To whom it may concern,


~ I'd like to thank you in advance for taking the time to read this. You may have to bear with me a little but don't worry, I don't want any money or anything. I just want to tell you about something. Did you ever have something strike you so funny you just had to tell somebody? Well, the funniest thing just happened, but first you got to understand that when there's no one around I talk to myself a lot. I hope this story doesn't make me look crazy, because you should know I'm well aware that it makes me look ridiculous. In addition to the fact that I talk to myself this anecdote also reveals that I'm vain and secretly aspire to be witty.
~So, you know how a lot of times when you're talking to yourself it's like a hypothetical conversation played out in your head? I was in my room talking like that about god knows what, when this totally original expression pops out of my mouth without any preparation at all, blowin' dead presidents like Marilyn Monroe's ghost. Eh? You like that? Wit is often more successful when it appears extemporaneous. What's even funnier is how upset I was that no one had been there to hear it.
~It was a perfect specimen of improvisation. In whatever forgotten context, I was saying to my imagined interlocutor that lately I had been blowin'.., at which time I might have just said, 'a bunch of money,' and continued right along prating to myself. Except that, for some reason, the first word for money that came to my mind was 'benjamins,' and I'm self-conscious about using expressly black or Ebonic terms, just because I think it's a really easy way for a white guy to come across like he's trying to be something he's not, which gives the impression he's disingenuous, insecure and a lot of other things that I would never want my invisible friend to think of me, even though, being invisible he doesn't have much personal stake in racial issues.

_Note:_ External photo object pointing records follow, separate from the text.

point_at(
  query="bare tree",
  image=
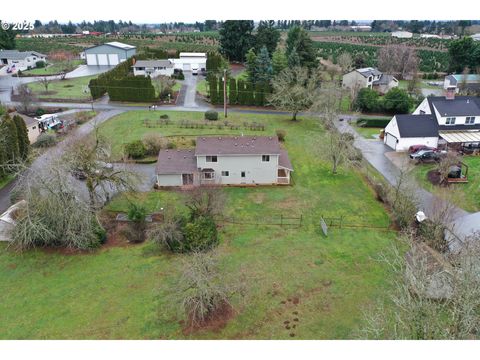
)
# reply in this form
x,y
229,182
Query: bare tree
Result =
x,y
90,157
398,60
25,97
345,61
294,90
45,81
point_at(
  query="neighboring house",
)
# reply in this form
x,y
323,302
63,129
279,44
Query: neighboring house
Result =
x,y
111,53
239,160
190,62
153,68
32,127
469,82
20,60
369,78
402,34
439,121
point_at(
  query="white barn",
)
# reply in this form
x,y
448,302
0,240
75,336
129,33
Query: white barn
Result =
x,y
240,160
190,62
153,68
109,54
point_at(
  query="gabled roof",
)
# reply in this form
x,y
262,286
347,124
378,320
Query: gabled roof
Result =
x,y
366,72
176,162
457,107
238,145
417,125
153,63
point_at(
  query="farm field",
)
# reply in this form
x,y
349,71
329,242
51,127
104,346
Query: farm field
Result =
x,y
469,193
125,291
54,68
68,89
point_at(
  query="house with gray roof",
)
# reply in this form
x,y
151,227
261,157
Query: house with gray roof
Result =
x,y
369,78
153,68
439,121
237,160
20,60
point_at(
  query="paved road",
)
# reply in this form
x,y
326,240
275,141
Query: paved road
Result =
x,y
374,152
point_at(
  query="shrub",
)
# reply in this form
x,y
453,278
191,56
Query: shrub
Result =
x,y
135,149
152,142
211,115
281,134
46,140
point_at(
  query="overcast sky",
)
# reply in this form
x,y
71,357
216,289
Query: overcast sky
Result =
x,y
156,11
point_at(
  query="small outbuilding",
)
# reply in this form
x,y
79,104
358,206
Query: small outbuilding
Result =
x,y
109,54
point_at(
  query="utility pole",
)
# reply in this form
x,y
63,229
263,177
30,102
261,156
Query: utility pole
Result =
x,y
225,92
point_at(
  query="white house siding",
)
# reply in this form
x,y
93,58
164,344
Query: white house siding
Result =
x,y
393,139
256,171
169,180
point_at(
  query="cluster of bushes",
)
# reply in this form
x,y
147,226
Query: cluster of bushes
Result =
x,y
239,92
121,85
395,101
364,122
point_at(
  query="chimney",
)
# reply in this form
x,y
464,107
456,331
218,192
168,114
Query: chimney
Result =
x,y
450,94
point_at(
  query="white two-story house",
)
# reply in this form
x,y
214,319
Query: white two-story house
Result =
x,y
153,68
441,121
239,160
369,78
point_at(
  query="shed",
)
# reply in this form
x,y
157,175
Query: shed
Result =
x,y
109,54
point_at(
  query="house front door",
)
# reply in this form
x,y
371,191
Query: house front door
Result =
x,y
187,179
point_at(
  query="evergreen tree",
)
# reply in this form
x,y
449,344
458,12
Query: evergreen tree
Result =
x,y
263,68
251,65
300,42
232,91
8,131
267,35
22,136
279,61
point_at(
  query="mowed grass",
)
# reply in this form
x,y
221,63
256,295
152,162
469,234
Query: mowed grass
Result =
x,y
125,292
469,193
54,68
69,89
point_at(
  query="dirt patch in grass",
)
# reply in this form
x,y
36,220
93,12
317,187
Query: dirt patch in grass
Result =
x,y
215,321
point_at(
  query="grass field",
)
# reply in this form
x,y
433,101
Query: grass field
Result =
x,y
469,198
54,68
124,292
69,89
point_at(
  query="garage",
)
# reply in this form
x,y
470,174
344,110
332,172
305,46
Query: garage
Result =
x,y
113,59
109,54
391,141
92,59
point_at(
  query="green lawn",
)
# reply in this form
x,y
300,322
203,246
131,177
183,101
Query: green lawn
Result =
x,y
469,198
54,68
69,89
123,292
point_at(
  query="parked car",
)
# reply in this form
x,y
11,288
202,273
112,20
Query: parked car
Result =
x,y
427,155
415,148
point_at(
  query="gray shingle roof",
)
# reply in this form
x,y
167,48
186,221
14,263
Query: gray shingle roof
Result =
x,y
457,107
153,63
417,125
176,162
238,145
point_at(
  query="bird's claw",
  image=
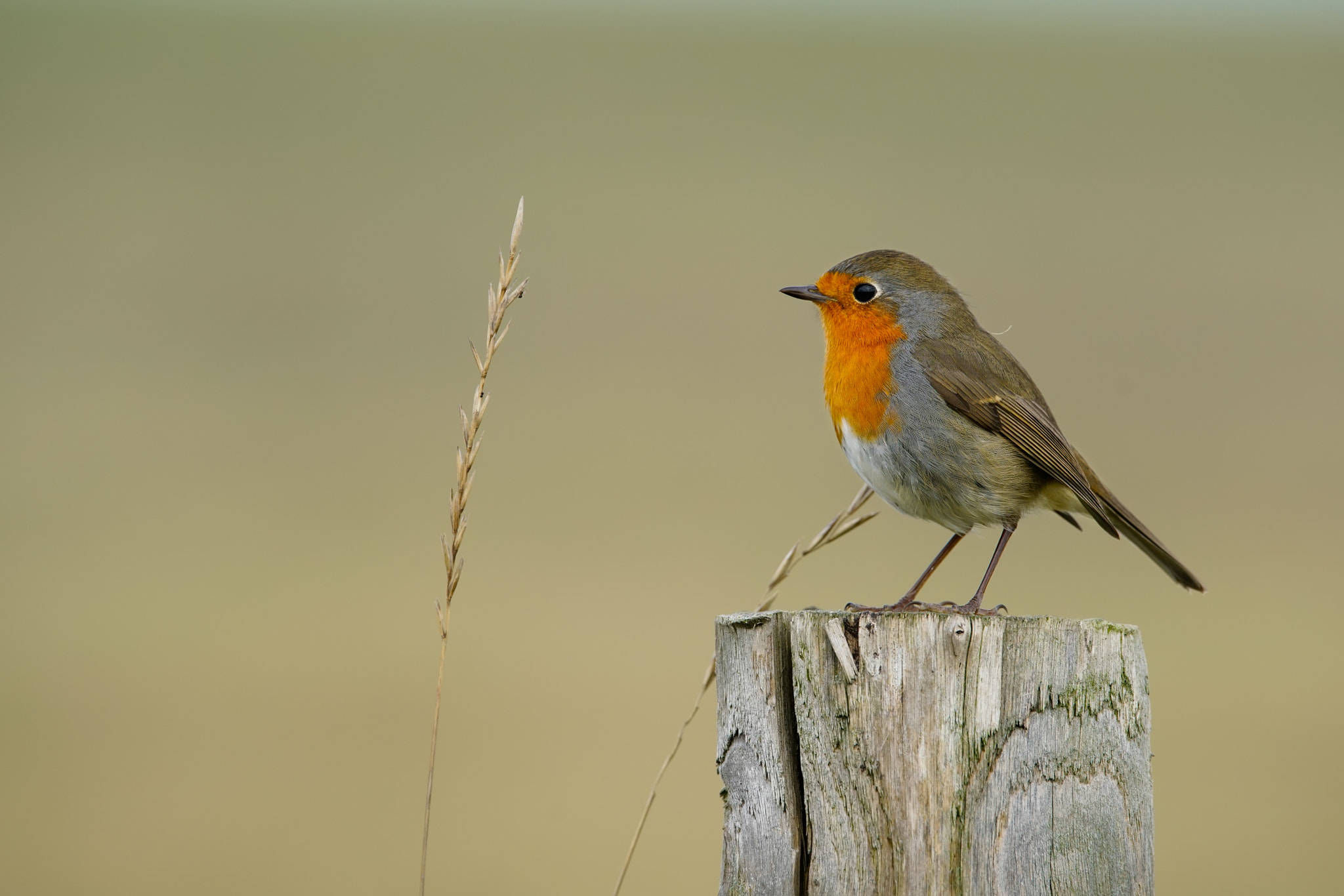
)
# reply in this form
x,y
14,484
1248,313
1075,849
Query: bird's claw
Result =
x,y
917,606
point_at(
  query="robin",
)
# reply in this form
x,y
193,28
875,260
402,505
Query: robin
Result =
x,y
942,421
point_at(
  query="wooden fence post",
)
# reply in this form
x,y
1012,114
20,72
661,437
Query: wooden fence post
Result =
x,y
929,754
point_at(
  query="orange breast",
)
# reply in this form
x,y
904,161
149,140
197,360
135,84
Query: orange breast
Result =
x,y
858,371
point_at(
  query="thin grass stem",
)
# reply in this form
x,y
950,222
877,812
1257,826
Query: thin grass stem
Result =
x,y
497,300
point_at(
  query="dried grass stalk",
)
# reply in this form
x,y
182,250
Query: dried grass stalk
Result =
x,y
845,523
497,300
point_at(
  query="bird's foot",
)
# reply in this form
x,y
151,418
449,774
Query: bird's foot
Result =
x,y
972,609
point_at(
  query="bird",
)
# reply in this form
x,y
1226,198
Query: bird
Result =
x,y
944,424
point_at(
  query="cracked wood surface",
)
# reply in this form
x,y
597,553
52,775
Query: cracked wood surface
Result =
x,y
759,758
967,755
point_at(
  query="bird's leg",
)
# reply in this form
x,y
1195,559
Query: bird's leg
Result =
x,y
973,606
909,601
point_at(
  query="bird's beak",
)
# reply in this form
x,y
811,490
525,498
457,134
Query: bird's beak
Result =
x,y
805,292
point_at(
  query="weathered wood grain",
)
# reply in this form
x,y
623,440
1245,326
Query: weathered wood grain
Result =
x,y
967,755
759,758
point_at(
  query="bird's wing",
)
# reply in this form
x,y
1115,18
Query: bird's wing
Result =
x,y
990,401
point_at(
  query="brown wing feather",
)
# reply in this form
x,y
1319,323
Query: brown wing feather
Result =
x,y
1027,426
999,397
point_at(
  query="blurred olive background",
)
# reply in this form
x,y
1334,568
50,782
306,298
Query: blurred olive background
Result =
x,y
242,256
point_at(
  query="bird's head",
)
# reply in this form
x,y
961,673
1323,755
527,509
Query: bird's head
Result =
x,y
879,288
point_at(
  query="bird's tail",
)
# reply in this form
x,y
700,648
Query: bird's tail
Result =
x,y
1143,539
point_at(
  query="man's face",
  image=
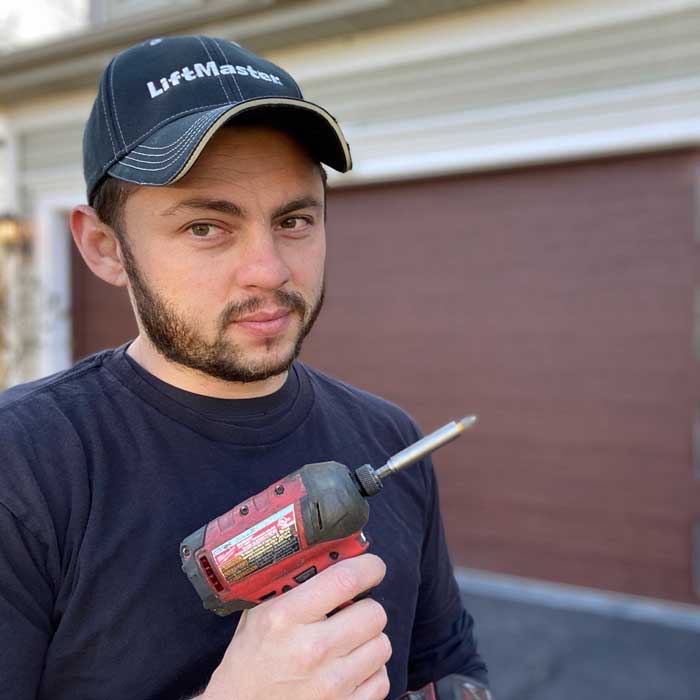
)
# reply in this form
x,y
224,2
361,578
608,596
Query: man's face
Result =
x,y
226,265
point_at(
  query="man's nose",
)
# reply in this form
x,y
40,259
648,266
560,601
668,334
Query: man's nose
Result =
x,y
261,263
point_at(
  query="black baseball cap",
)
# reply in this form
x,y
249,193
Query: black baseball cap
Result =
x,y
160,102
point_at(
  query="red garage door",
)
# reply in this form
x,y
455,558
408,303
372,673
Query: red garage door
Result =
x,y
555,302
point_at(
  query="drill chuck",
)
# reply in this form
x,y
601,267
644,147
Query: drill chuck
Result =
x,y
370,479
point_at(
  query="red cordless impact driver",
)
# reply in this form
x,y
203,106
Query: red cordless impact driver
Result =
x,y
292,530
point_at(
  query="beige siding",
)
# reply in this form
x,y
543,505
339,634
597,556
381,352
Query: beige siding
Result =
x,y
55,147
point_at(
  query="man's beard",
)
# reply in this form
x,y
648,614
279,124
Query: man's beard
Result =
x,y
180,342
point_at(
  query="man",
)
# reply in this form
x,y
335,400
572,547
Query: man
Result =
x,y
207,201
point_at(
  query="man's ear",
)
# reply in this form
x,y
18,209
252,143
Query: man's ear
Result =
x,y
98,245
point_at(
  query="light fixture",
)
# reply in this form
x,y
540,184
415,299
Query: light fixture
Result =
x,y
11,232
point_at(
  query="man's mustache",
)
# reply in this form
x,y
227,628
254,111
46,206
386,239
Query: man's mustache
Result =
x,y
292,301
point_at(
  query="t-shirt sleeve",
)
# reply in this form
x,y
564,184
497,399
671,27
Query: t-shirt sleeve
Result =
x,y
26,600
443,640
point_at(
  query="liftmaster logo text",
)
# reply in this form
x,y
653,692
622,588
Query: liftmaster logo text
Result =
x,y
207,70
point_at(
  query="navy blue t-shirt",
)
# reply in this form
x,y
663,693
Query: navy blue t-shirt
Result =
x,y
105,469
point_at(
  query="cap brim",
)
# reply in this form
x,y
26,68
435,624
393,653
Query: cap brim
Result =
x,y
167,154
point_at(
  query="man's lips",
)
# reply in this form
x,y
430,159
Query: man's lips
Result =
x,y
265,323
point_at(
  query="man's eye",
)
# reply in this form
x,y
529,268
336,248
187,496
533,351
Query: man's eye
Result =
x,y
201,230
294,222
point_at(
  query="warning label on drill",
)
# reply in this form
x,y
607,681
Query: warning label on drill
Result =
x,y
263,544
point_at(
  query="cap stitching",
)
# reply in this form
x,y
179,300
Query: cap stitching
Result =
x,y
109,130
164,150
233,76
211,58
114,105
170,118
172,144
169,159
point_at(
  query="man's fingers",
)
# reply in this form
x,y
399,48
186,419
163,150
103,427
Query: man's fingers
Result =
x,y
376,687
352,626
315,598
365,661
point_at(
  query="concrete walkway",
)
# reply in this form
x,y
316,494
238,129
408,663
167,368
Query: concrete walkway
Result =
x,y
539,652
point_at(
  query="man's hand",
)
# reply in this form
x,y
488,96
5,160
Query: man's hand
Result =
x,y
287,648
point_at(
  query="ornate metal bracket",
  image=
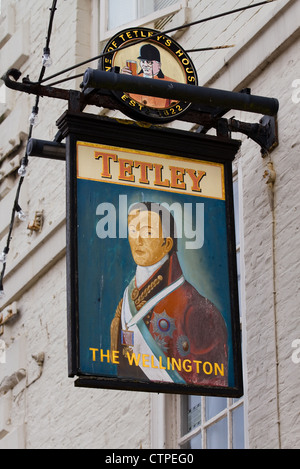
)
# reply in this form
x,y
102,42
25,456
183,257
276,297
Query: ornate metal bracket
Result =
x,y
207,116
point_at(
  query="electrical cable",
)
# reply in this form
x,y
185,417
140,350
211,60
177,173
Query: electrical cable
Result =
x,y
24,161
178,28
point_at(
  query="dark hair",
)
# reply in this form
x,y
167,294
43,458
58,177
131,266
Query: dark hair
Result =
x,y
166,218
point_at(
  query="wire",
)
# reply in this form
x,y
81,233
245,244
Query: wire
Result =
x,y
24,161
203,20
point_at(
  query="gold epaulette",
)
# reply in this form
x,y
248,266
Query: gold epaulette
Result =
x,y
115,328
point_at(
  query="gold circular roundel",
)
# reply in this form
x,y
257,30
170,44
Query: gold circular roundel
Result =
x,y
147,53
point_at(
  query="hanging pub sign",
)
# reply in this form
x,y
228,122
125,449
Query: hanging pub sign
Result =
x,y
146,53
152,282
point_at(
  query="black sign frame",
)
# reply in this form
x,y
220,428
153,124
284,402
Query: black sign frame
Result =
x,y
98,130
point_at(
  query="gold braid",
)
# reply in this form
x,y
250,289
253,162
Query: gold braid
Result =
x,y
115,328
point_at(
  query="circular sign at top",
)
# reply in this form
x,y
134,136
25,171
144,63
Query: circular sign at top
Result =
x,y
147,53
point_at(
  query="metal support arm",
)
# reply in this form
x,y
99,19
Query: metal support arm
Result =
x,y
188,93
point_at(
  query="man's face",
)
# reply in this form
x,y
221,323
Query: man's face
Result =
x,y
148,246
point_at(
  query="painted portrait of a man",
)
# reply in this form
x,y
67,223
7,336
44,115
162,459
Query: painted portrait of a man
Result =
x,y
150,67
164,330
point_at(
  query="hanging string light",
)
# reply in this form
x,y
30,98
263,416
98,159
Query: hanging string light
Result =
x,y
46,62
33,121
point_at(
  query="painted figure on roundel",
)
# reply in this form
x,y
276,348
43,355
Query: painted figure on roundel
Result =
x,y
151,67
162,319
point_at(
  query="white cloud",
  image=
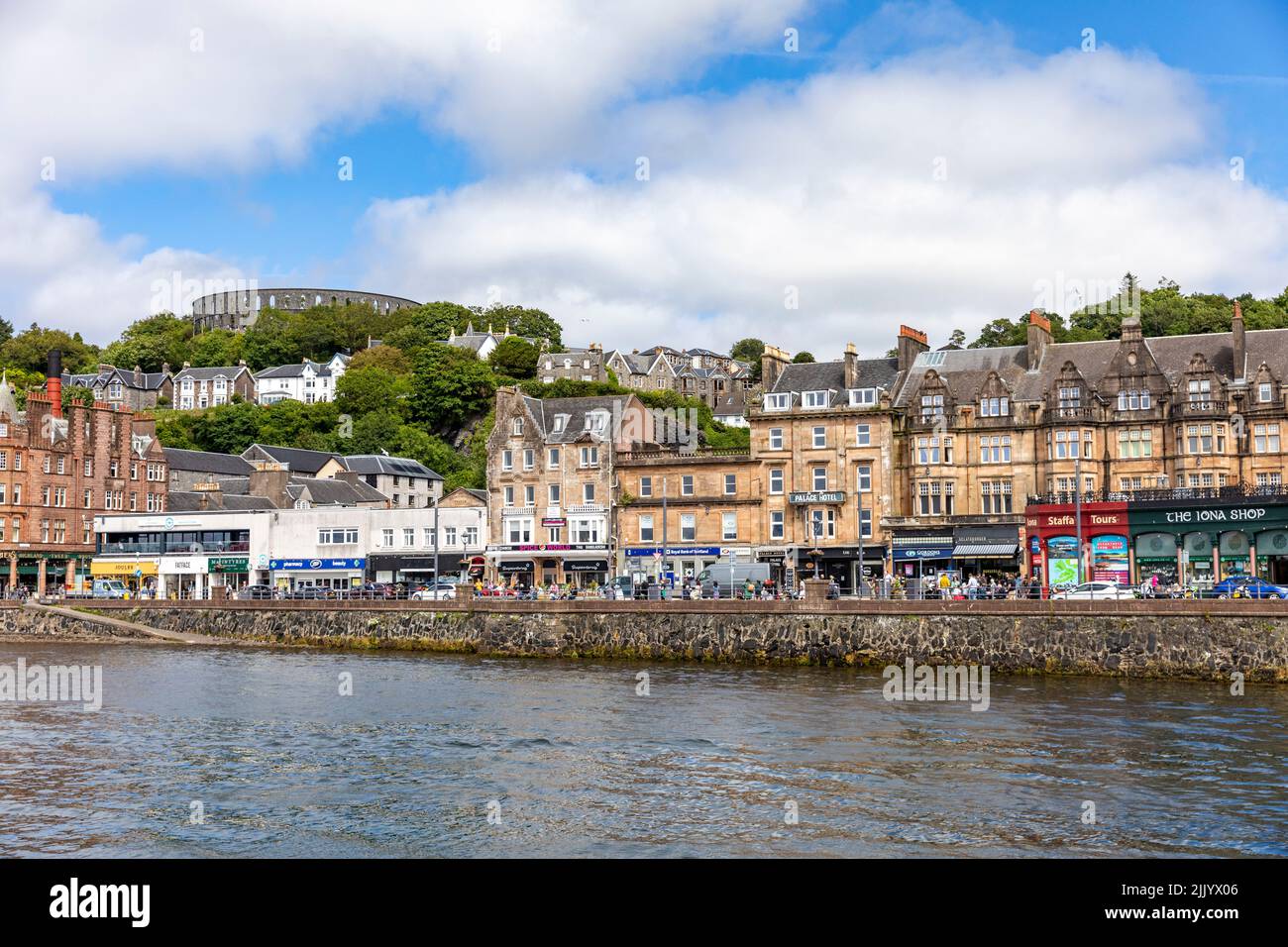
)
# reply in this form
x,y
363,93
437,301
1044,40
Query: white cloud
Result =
x,y
241,84
1073,165
1067,169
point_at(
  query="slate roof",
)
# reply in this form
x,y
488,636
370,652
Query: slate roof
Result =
x,y
151,380
327,492
966,369
297,460
384,464
189,501
206,462
544,411
820,376
210,372
295,369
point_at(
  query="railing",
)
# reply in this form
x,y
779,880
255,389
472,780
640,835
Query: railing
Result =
x,y
1235,491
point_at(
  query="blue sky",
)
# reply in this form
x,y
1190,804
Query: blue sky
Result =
x,y
471,179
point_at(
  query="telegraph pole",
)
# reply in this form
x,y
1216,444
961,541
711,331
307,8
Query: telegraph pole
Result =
x,y
1077,506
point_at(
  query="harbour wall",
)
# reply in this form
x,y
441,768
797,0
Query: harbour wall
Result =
x,y
1146,639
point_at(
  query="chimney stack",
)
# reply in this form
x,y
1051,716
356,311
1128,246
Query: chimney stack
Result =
x,y
912,343
1240,347
54,381
772,364
1039,337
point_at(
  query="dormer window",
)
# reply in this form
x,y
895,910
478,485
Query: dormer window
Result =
x,y
778,402
1133,399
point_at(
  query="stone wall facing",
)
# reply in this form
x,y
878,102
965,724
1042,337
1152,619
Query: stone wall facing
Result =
x,y
1186,639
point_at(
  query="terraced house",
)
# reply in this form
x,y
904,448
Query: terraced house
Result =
x,y
822,436
550,478
1170,421
58,472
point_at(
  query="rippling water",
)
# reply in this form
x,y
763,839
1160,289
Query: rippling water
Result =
x,y
581,766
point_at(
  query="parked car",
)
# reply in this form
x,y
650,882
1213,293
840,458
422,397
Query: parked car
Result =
x,y
1248,586
441,590
110,587
1098,590
308,591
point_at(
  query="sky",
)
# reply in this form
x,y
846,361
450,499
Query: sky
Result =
x,y
682,171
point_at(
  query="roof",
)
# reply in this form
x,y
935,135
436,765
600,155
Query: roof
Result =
x,y
191,501
966,369
822,376
209,372
206,462
333,492
295,369
384,464
150,380
295,458
545,410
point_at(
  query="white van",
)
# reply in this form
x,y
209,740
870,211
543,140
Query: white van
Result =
x,y
110,587
732,579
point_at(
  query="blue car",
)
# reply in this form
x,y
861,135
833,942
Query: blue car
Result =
x,y
1247,586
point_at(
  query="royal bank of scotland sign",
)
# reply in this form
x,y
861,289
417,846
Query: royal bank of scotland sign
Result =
x,y
816,496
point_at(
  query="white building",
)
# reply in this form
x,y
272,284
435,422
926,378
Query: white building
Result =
x,y
187,554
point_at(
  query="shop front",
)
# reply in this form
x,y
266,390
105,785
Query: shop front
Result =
x,y
288,575
527,565
681,562
1055,556
922,558
417,570
138,574
987,552
1245,536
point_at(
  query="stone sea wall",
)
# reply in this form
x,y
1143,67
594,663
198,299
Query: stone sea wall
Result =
x,y
1183,642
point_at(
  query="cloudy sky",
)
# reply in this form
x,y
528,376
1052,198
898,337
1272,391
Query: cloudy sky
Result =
x,y
681,171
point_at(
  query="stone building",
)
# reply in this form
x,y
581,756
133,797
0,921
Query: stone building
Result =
x,y
550,474
58,472
119,388
709,376
575,364
822,437
211,386
984,432
700,506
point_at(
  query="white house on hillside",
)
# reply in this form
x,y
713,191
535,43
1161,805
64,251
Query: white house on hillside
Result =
x,y
308,381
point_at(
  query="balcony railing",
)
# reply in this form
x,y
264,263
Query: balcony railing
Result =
x,y
1236,491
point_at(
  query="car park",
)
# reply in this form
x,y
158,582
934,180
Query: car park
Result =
x,y
1248,586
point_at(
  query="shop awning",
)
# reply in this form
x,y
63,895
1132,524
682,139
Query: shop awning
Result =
x,y
984,551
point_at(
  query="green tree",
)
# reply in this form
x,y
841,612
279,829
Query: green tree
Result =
x,y
151,343
515,359
30,351
450,384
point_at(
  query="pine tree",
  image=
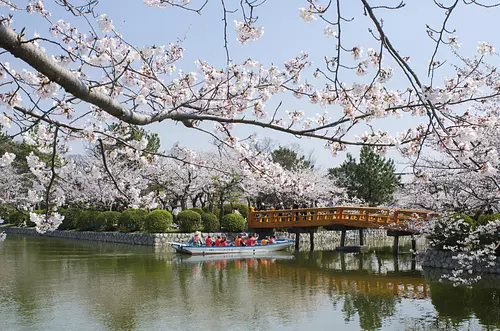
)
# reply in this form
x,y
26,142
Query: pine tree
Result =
x,y
372,180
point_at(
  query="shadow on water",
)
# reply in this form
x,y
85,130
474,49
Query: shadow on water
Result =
x,y
54,284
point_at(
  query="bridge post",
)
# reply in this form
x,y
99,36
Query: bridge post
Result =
x,y
311,239
361,238
395,246
342,238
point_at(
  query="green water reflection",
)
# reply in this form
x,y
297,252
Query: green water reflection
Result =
x,y
53,284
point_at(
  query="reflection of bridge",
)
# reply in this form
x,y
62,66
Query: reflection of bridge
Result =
x,y
402,284
397,222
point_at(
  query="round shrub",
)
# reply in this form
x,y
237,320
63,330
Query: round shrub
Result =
x,y
70,220
108,220
17,218
211,209
210,222
158,221
87,220
233,223
189,221
198,210
241,208
132,219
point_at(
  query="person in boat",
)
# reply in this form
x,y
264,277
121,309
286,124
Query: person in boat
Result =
x,y
196,240
208,241
251,240
244,239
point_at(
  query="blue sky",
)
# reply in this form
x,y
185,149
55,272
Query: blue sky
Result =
x,y
285,36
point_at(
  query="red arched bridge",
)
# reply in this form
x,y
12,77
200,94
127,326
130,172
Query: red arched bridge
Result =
x,y
397,222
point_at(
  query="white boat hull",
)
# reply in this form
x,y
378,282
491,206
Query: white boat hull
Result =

~Fearing that I'd look like a stuttering moron if I paused too long over a seemingly routine phrase, I hastened not to break the pace I had set while talking to myself. The most direct segway that my frantic mind could find from 'benjamins' brought me to 'dead presidents' just in time to save face. However, the habitual modern American use of the word 'like' in place of more aptly inarticulate utterances, such as 'huh' and 'um' is, many would agree, in most cases pejorative. In my own case the habit nearly counteracted my recent recovery, and left me open once again to the prospect of not showing well in my one-sided conversation, but then I remembered the oft overlooked potential that such use of 'like' has to color our speech through proliferate invitations to simile. So, I paused long enough to make it obvious that I had to make up something on the spot, but not so long that I appeared awkward or at a loss (no amount of practice could impart to any performer that kind of naturally ad-libbed timing) and the rest, as they say, was history. The clever comparison descended through inspiration pure of any identifiable expedient or influence save the spirit inherent in the word,.. 'inspired.'
~What I thought was even funnier was the paradoxical possibility of deliberately rendering myself ridiculous by writing down this story about how vain I am, but the real punch line here is the ironic continuance: I thought it was so damn funny when it occurred to me that no matter how self-deprecating I made my tale, no matter how humbled I was by the act of retelling it, I could only ever enhance my appearance of vanity with a story so inherently self-obsessed and that made so many demands on the reader, I just had to pass this on to somebody. Ha! Isn't that a riot?